Ed went over to see what she wanted, and Jenna followed him. Although one side of the stone was broken and rough, the other side was evenly rippled and smooth, as if it had been fashioned to look like a fold of material.

Jenna took it and examined it. ‘This has definitely been carved,’ she said. ‘Look, you can see that it’s been chiseled, and then filed.’

‘So our vic could have been flattened by a statue?’

‘I don’t know. Let’s see if we can find some more sculpted bits.’

Ed called out, ‘Can you all take a closer look at these rocks, people, and check if any of them have evidence of carving on them – like this one I’m showing you here!’

Within a few seconds, one of the police officers held up a triangular fragment of stone and said, ‘Here! This piece has some kind of a wing tip carved on it, by the looks of it.’

‘And there’s a kneecap here! Or maybe it’s an elbow.’

‘I found a couple of fingers!’

Over the next ten minutes, the officers brought over more and more pieces of stone that bore unmistakable signs of having been carved. Most of the fragments had been smashed so small that at first sight it was impossible to identify what part of a statue they could be, but Jenna knew that once Ed and his team got them back to their laboratory, they would be able to reassemble them and find out what the figure originally looked like. Two years ago they had reconstructed an antique glass vase that had been shattered into more than three thousand pieces.

‘Right,’ said Jenna, checking her watch. ‘I’ll leave you to it. Let me know as soon as you’ve got this baby stuck together again.’

‘Oh, for sure. So long as you give us about three months, minimum.’

She was returning to the squad car when one of the CSIs shouted out, ‘Detective! Detective Pullet!’

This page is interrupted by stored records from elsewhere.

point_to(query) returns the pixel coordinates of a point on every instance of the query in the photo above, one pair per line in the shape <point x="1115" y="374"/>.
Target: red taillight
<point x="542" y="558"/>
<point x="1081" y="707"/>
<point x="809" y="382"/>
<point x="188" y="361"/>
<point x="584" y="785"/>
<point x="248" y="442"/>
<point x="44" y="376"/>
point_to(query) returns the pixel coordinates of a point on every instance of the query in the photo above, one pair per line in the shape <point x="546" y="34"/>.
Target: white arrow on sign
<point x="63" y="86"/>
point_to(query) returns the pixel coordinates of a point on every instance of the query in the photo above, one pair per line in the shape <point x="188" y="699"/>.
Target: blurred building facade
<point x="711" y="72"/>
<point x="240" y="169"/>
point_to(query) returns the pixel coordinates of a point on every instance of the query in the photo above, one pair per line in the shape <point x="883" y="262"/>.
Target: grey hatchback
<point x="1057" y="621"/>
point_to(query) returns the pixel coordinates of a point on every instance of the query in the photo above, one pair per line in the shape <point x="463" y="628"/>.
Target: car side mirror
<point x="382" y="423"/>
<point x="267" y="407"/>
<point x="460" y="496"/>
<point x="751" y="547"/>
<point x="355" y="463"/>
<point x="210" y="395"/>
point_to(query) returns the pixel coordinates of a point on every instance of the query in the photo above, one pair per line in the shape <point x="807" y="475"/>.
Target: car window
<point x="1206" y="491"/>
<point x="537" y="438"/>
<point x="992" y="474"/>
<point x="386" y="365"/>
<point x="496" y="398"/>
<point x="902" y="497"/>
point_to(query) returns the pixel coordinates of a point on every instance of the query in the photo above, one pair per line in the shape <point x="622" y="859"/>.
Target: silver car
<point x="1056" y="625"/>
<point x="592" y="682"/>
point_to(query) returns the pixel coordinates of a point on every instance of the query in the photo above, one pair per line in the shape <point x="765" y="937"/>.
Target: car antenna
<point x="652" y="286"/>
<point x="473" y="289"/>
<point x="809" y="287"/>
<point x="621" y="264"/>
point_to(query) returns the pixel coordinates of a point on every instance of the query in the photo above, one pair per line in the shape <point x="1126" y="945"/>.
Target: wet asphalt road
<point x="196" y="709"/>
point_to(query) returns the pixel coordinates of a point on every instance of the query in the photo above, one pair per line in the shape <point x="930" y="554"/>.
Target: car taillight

She turned around. The investigator was standing in the raised flower-bed at the side of the convent, more than forty feet away from the point of impact. He was holding up a large gray piece of limestone that looked like a mask that had been broken in half, diagonally. Jenna walked back so that she could look at it more closely.

‘Scary-looking sucker, don’t you think?’ said the CSI.

The piece of limestone must have weighed at least fifteen pounds. It was half of a head, with tangled hair and a single curved horn. Its face had one protuberant eye and a snarling mouth. It had a face like a demon, ugly beyond all description.

Jenna looked across to the convent’s side door, but Sister Mary Emmanuelle had disappeared now, and the door was closed.

‘Shit,’ she said. The very last thing she had wanted to find out was that Sister Mary Emmanuelle might have been telling her the truth.